Presente*

Por Heraldo Campos

Um dia o escritor Millôr Fernandes escreveu “Nunca soube por que tanta gente teme o futuro. Nunca vi o futuro matar ninguém. Nunca vi o futuro roubar ninguém. Nunca vi nada que tivesse acontecido no futuro. Terrível é o passado ou, pior, o presente!”.

Esse pensamento do escritor nos leva à pergunta: como está o nosso presente?

Para muitos de nós o terrível presente deve ser ficar em casa numa quarentena radical, por causa da pandemia, e colocar o pé na rua (sempre com máscara, álcool em gel e evitando aglomerações) na extrema necessidade somente para ir ao posto de saúde, médico, farmácia, quitanda e voltar rapidinho para casa, tomar logo um banho para se livrar, em alguma parte do corpo, de um possível exército do coronavírus que tenha pegado carona para infectar um monte de gente.

Essa pode ser apenas uma rotina e devem existir muitas outras, das mais variadas, dependendo da situação de cada um, nesse mundo louco em que vivemos. Uma rotina, por exemplo, das mais perigosas, e que expõe as pessoas em contato com as fontes do coronavírus é a que tem, no seu dia a dia, os médicos e os enfermeiros que tratam dos doentes nos hospitais, muitos deles na beira do colapso.

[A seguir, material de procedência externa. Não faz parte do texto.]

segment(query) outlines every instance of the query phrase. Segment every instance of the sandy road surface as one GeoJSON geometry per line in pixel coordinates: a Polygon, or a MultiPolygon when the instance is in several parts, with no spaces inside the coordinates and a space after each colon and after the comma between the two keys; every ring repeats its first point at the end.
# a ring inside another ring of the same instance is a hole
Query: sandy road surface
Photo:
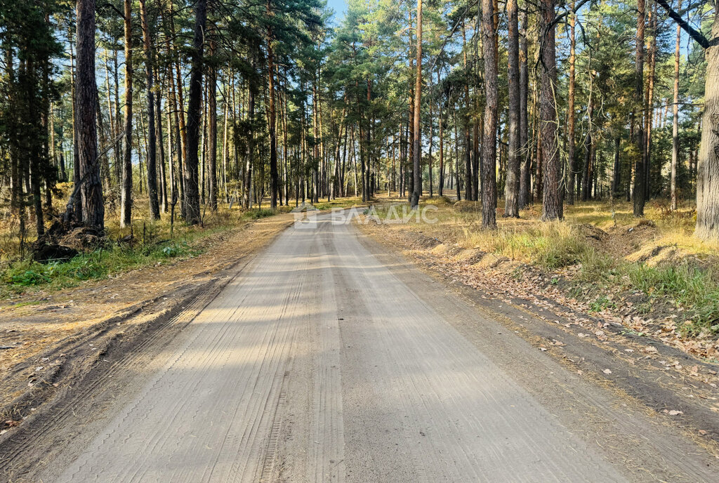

Em contrapartida, a cada dia que passa, temos que suportar um governo sendo constituído, cada vez mais, por militares do exército e de outras forças armadas que já mostraram sua “competência” no trato das áreas da saúde, educação, meio ambiente e economia, para ficarmos nessas quatro grandes áreas-chave para o desenvolvimento humano de qualquer nação que se preze. Porém, no terrível presente, neste país da jabuticaba, são mais de 251 mil mortos pelo coronavírus e essa conta deve ser debitada totalmente para essa “turma competente” que comanda o país, pois está nos levando ao caos e, quem sabe, ao extermínio, sem exageros. Afinal, não é esse o plano, pela “logística” implantada por esse “pessoal legal e de grosso calibre”?

Será que existe alguma dúvida nisso? E vamos aguentar até 2022 desse jeito, sem nenhum sinal de mudança de rota? 

O sentimento é que cerca de dois terços da população brasileira anseia por uma mudança de rota, mas a luta pela vida diária é tamanha que acaba por consumir quase toda a energia para uma movimentação maior e organizada nesse sentido contando, ainda, com a pandemia do coronavírus que não favorece uma ação mais enérgica.

Nesse cenário, as palavras de Mahatma Gandhi merecem uma reflexão: “Aprendi através da experiência amarga a suprema lição: controlar minha ira e torná-la como o calor que é convertido em energia. Nossa ira controlada pode ser convertida numa força capaz de mover o mundo.”

Assim, para encerrar, no campo puramente pessoal e no presente (agora), aqui vai uma receita de cupim com agrião, passo a passo, bastante energética, do “renomado” chefe de cozinha Herald Fields: 1) pegue uma panela de pressão, 2) coloque um pouco de óleo de girassol, 3) deposite o cupim cortado em cubos, 4) tempere com sal e pimenta do reino a gosto, 5) acenda o fogo e doure a carne, 6) acrescente uns dentes de alho picados, 7) depois de bem dourada a carne ponha umas cebolas picadas, 8) doure mais um pouco tudo isso e coloque o agrião ligeiramente partido e, para terminar, 9) cubra o cupim com o agrião com água quente e coloque para cozinhar na pressão. Sirva com uma polenta mole (angu de fubá de milho) e arroz branco. Bom apetite! 

Alguém já ouviu falar desse “renomado” chefe de cozinha?

*Heraldo Campos é Graduado em geologia (1976) pelo Instituto de Geociências e Ciências Exatas da Universidade Estadual Paulista – UNESP, Mestre em Geologia Geral e de Aplicação (1987) e Doutor em Ciências (1993) pelo Instituto de Geociências da Universidade de São Paulo – USP. Pós-doutor (2000) pelo Departamento de Ingeniería del Terreno y Cartográfica, Universidad Politécnica de Cataluña – UPC e pós-doutorado (2010) pelo Departamento de Hidráulica e Saneamento, Escola de Engenharia de São Carlos, Universidade de São Paulo – USP.